C’est un roman qui a un vrai charme, de la grâce, avec quelque chose d’aérien, comme s’il avait été écrit sans effort, et peut-être est-ce tout cela, un roman qui vieillit bien, auquel on prend encore plaisir. Bien sûr, La Petite Fille que j’aime évoque irrésistiblement Le Grand Meaulnes d’Alain-Fournier, et sans doute aussi l’auteur des Filles de feu, à qui au même moment Bizet consacre une biographie (La Double vie de Gérard de Nerval, Plon, 1928). Et ce qu’il écrit à propos de Nerval illustrerait assez bien le sens que Robert donne à sa relation avec « la petite fille » : « Je pense que la vie d’un écrivain ou d’un philosophe qu’on aime n’est jamais pour nous que notre existence transportée dans la sienne.

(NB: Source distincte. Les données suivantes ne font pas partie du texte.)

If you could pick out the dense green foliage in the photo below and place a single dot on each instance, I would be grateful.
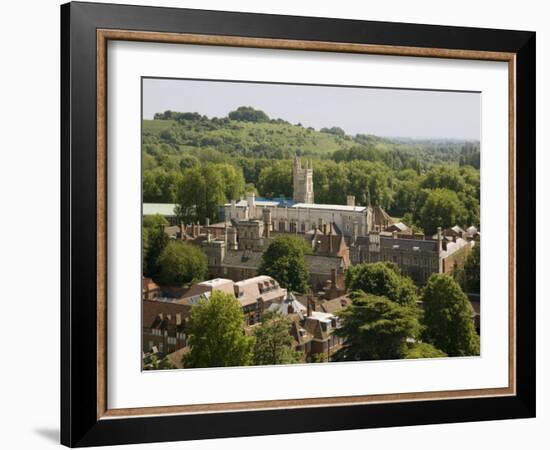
(273, 342)
(196, 161)
(181, 263)
(154, 242)
(216, 334)
(382, 279)
(472, 269)
(284, 260)
(153, 362)
(448, 317)
(423, 350)
(375, 328)
(202, 189)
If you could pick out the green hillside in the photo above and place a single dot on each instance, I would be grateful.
(247, 151)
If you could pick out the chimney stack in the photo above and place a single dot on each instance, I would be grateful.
(310, 304)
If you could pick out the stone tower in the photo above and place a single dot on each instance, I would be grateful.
(303, 182)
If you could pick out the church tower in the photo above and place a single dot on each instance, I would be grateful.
(303, 182)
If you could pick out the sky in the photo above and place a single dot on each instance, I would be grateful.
(365, 110)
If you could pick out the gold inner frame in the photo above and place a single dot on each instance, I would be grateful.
(104, 35)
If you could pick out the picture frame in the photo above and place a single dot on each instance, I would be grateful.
(86, 418)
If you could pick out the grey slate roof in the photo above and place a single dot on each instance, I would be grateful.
(323, 264)
(404, 244)
(243, 258)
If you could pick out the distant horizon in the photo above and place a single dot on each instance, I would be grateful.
(383, 112)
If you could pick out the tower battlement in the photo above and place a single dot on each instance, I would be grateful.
(302, 178)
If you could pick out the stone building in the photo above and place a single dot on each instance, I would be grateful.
(302, 178)
(417, 257)
(255, 295)
(303, 214)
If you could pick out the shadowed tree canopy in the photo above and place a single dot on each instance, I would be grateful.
(248, 114)
(375, 328)
(284, 261)
(180, 263)
(442, 208)
(274, 342)
(382, 279)
(216, 334)
(472, 269)
(448, 317)
(423, 350)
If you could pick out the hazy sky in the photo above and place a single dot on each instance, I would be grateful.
(383, 112)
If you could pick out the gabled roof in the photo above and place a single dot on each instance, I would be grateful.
(319, 264)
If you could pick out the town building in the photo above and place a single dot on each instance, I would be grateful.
(167, 210)
(302, 214)
(417, 258)
(163, 322)
(255, 295)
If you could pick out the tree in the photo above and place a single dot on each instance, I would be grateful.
(472, 269)
(200, 192)
(181, 263)
(284, 260)
(233, 180)
(448, 317)
(153, 362)
(442, 208)
(375, 328)
(216, 334)
(423, 350)
(276, 180)
(382, 279)
(154, 242)
(248, 114)
(273, 342)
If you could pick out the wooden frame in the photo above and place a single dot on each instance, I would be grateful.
(86, 418)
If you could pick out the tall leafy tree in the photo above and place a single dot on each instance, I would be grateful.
(472, 270)
(180, 263)
(448, 317)
(442, 208)
(274, 342)
(154, 242)
(276, 180)
(200, 193)
(284, 260)
(423, 350)
(374, 328)
(216, 334)
(382, 279)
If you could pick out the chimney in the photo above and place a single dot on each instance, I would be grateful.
(310, 305)
(355, 228)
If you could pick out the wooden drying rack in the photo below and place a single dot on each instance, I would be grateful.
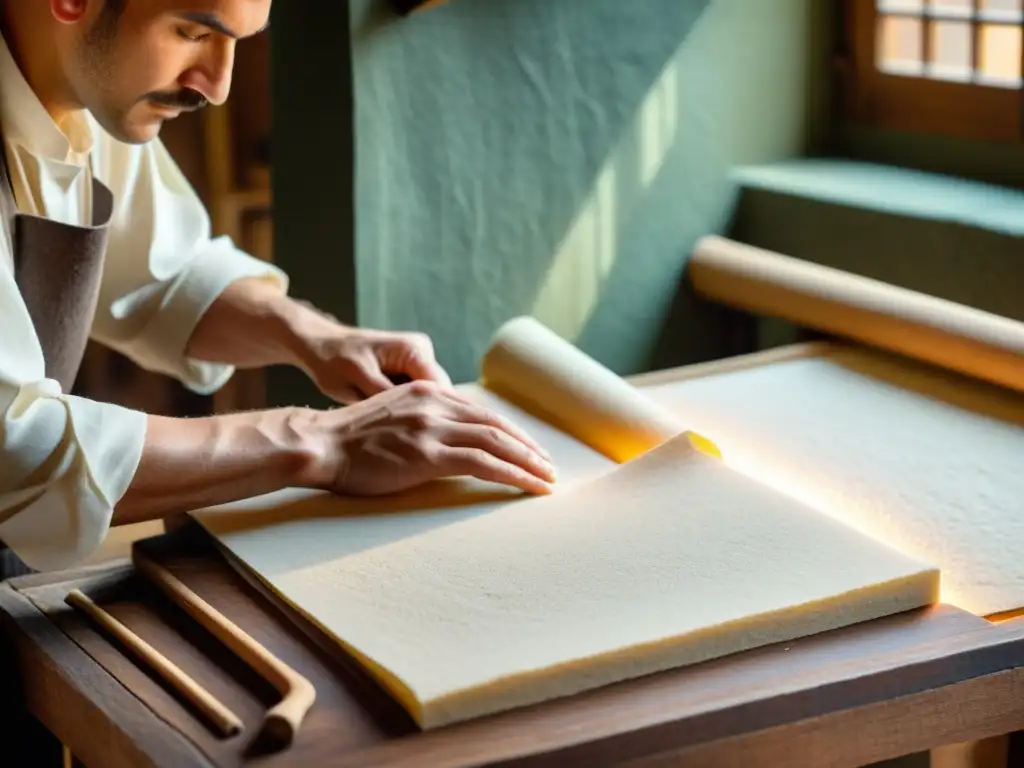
(883, 689)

Au vrai, à qui donc nous intéressons-nous particulièrement, sinon à ceux qui nous ressemblent et que nous comprenons d’autant plus aisément que nous avons moins d’efforts à faire pour les aimer ? »

 

La Petite Fille que j’aime se trouve aussi en puissance dans les romans antérieurs de Bizet, qui empruntent les sentiers de l’aventure et du dépaysement, où les héros grandissent difficilement, font un apprentissage douloureux et souvent infructueux de l’âge d’homme, comme le jeune fils du roi assassiné qui, dans Le Sang des rois, choisit de fuir avec celle qu’il aime pour échapper aux devoirs que lui impose la royauté. Mon royaume pour un amour, pourrait-il dire s’il avait lu Shakespeare.